PCDF prende servidores do Detran por fraude em contratos de manutenção

A Polícia Civil do Distrito Federal (PCDF), em conjunto com a Promotoria de Justiça de Defesa do Patrimônio Público e Social (Prodep), do Ministério Público do DF e Territórios (MPDFT), deflagrou, na manhã desta terça-feira (4/5), a Operação Recall. A ação tem como objetivo investigar fraudes em contratos de manutenção de veículos do Departamento de Trânsito do DF (Detran-DF) cometidas, desde 2018, por uma suposta organização criminosa composta por servidores da autarquia e proprietários de oficinas mecânicas.
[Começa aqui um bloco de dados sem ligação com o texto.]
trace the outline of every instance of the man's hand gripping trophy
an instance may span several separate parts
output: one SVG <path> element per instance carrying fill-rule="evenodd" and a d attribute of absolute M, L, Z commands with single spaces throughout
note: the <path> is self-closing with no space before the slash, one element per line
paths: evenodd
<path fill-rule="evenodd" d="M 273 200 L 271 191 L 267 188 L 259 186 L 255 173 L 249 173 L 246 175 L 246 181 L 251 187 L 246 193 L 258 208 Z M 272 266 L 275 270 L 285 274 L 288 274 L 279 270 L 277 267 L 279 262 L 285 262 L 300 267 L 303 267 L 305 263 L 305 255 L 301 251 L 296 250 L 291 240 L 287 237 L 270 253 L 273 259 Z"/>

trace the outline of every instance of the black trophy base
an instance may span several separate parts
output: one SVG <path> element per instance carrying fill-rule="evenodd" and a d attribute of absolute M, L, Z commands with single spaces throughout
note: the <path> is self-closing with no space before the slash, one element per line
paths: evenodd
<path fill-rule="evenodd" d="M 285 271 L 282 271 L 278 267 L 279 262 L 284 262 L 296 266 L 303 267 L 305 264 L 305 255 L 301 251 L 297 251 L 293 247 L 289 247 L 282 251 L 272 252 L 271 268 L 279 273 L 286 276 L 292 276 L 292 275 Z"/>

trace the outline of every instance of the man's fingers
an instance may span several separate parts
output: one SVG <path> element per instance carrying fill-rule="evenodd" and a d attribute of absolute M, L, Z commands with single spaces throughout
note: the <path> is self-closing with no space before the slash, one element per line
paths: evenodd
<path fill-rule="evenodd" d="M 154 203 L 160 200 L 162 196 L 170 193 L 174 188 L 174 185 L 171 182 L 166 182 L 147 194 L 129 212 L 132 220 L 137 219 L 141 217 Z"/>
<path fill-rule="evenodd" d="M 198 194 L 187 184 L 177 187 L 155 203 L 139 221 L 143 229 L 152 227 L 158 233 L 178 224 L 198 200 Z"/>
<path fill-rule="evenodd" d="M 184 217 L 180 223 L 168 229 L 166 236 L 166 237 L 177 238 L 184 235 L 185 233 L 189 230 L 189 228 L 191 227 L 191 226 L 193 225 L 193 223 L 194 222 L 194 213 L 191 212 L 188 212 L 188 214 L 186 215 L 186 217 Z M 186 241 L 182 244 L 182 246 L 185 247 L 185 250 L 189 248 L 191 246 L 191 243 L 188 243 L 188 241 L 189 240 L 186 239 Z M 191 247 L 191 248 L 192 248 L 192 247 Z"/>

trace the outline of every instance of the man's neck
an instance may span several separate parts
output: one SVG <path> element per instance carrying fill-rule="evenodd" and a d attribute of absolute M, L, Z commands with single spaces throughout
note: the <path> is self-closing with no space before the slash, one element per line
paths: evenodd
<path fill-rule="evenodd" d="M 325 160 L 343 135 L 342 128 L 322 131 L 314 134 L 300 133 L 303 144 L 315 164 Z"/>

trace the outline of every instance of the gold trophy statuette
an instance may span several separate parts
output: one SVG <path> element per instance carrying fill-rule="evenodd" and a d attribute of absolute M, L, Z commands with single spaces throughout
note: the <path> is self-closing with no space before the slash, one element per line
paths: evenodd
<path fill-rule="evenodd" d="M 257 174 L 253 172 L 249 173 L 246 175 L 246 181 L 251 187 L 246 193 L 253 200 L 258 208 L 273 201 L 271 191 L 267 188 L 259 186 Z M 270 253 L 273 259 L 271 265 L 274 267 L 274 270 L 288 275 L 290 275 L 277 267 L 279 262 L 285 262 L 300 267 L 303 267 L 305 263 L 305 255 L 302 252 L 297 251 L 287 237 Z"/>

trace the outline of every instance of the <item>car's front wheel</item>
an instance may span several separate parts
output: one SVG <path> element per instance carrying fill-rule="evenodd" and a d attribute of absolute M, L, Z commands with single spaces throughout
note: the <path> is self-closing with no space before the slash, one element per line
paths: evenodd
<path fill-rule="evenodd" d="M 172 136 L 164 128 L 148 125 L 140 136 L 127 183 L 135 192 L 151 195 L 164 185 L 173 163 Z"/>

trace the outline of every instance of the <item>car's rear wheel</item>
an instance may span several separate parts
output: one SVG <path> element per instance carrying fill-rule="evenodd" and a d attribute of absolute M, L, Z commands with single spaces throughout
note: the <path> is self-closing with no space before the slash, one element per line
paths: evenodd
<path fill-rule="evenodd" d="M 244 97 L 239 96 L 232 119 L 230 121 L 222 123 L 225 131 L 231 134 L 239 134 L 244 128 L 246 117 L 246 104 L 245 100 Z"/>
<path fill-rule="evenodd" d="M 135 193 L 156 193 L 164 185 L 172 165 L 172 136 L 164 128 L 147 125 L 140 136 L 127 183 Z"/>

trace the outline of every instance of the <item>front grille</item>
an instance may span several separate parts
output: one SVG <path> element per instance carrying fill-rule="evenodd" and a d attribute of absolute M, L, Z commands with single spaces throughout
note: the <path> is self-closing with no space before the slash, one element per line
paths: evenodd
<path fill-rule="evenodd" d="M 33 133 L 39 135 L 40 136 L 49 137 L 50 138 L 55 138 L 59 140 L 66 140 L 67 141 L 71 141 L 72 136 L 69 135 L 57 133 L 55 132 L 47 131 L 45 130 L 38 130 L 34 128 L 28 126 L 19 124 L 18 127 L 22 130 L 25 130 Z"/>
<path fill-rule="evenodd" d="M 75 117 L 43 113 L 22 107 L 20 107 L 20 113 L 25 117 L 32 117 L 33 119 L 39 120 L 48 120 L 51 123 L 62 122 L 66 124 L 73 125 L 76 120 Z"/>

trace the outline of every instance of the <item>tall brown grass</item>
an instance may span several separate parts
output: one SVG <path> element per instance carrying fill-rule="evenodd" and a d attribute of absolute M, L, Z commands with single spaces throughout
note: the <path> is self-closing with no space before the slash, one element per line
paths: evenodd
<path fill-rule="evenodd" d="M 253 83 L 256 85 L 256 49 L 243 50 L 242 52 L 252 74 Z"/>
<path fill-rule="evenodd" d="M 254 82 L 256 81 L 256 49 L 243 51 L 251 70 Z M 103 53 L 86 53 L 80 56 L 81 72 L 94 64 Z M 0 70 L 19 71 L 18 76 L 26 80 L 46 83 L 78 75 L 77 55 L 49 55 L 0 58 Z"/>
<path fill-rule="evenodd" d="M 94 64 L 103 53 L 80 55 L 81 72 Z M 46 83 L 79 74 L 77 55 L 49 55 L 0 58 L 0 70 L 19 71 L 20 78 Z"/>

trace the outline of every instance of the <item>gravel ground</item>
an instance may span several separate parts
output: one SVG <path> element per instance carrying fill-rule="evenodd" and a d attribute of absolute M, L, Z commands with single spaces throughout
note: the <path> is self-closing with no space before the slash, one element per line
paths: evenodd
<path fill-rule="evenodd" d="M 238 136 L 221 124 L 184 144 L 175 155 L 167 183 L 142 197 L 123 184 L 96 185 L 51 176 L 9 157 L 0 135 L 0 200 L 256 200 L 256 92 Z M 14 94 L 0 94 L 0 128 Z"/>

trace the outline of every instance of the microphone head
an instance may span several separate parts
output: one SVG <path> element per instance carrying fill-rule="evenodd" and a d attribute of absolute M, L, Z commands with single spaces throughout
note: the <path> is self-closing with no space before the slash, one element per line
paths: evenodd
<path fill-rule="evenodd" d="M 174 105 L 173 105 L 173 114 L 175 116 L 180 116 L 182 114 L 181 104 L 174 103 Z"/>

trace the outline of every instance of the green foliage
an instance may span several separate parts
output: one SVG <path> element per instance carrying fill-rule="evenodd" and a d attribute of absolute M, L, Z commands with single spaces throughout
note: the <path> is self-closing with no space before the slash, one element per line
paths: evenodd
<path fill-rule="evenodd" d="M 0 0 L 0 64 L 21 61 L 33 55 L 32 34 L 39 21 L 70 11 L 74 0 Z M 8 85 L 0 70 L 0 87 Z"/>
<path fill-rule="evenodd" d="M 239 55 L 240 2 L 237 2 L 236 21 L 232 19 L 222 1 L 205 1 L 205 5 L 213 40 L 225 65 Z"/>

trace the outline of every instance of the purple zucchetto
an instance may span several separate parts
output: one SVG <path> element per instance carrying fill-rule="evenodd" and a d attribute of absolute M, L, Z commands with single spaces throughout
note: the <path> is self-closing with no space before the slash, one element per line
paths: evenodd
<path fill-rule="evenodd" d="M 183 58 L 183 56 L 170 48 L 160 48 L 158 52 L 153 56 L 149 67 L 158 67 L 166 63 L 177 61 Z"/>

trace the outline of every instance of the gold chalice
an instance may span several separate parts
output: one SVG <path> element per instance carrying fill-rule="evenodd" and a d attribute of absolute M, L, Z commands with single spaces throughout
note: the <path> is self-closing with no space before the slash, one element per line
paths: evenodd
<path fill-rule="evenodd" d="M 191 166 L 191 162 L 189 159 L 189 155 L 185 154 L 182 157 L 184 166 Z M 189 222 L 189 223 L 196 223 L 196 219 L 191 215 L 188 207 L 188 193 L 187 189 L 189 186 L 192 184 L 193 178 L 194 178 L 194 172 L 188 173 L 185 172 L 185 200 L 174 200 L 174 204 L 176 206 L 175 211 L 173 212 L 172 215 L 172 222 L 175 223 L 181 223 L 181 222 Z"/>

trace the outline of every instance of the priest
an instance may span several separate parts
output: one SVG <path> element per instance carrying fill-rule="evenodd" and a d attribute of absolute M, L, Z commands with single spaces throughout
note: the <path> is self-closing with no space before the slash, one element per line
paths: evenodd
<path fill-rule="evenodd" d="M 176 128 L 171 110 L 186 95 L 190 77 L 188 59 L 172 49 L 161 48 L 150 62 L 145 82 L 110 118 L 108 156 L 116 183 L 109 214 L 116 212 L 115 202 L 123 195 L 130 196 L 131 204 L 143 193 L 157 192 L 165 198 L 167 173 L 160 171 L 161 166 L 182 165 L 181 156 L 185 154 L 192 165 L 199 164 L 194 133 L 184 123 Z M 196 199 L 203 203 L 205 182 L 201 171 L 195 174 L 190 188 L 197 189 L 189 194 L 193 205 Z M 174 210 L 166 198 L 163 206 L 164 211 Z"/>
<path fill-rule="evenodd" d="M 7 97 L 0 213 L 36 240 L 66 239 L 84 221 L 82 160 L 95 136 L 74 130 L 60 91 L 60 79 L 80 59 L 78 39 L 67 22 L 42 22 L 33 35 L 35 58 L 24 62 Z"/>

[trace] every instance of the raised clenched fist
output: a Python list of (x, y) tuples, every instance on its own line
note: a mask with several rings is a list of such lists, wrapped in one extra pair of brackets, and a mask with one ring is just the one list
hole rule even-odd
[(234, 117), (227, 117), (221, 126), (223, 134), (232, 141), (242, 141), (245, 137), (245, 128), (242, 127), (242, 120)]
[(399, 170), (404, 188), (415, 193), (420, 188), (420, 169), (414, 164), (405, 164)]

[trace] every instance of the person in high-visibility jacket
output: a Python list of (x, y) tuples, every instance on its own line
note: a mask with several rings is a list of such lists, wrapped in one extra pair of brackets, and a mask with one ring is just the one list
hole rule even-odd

Os policiais cumpriram quatro mandados de prisão temporária, sendo três contra servidores do Detran-DF, e um em desfavor do proprietário da oficina mais beneficiada com o esquema, além de 12 mandados de busca e apreensão em várias cidades no DF e em Formosa (GO).

Os crimes começaram a ser apurados pelo Detran-DF. Ao detectar as irregularidades, o órgão comunicou a PCDF. As investigações apontaram que a fraude consistia em utilizar a cotação de preços com valores muito acima dos praticados no mercado, assim como na cobrança de peças não trocadas e serviços não realizados, contando com a participação de representantes de oficinas mecânicas em conluio com os servidores do órgão. Os funcionários da autarquia atestavam a conformidade e autorizavam o pagamento.

Perícia feita pelo Instituto de Criminalística da PCDF apontou que a maior parte das peças pagas não havia sido trocada, além de apontar que foram incluídas nos orçamentos outras que nem existiam em determinados veículos. Além disso, a perícia identificou peças em avançado estado de desgaste, aumentando o risco aos servidores.

Em comparação feita entre os custos de manutenção de viaturas da mesma marca e modelo de órgão similar com os custos do contrato investigado, apurou-se que no contrato do Detran-DF o gasto médio foi até 1.400% maior no período investigado.

Até o momento, há indícios de que os investigados possam ter cometido os crimes de organização criminosa, peculato e corrupção, cujas penas somadas podem chegar a 25 anos de prisão.

A Operação da Delegacia de Repressão à Corrupção (DRCOR/Decor) foi batizada com o termo Recall por fazer alusão ao procedimento de correção de produtos defeituosos pelo fabricante, mais conhecido no meio automotivo.

Todos policiais mobilizados para a operação utilizaram equipamento de proteção individual, além de adotarem as providências necessárias para a proteção dos moradores dos locais vistoriados e foram seguidos rigorosamente os protocolos adotados na pandemia do Covid-19.

Metrópoles entrou em contato com o Detran-DF para obter posicionamento do órgão e aguardava resposta até a última atualização desta reportagem.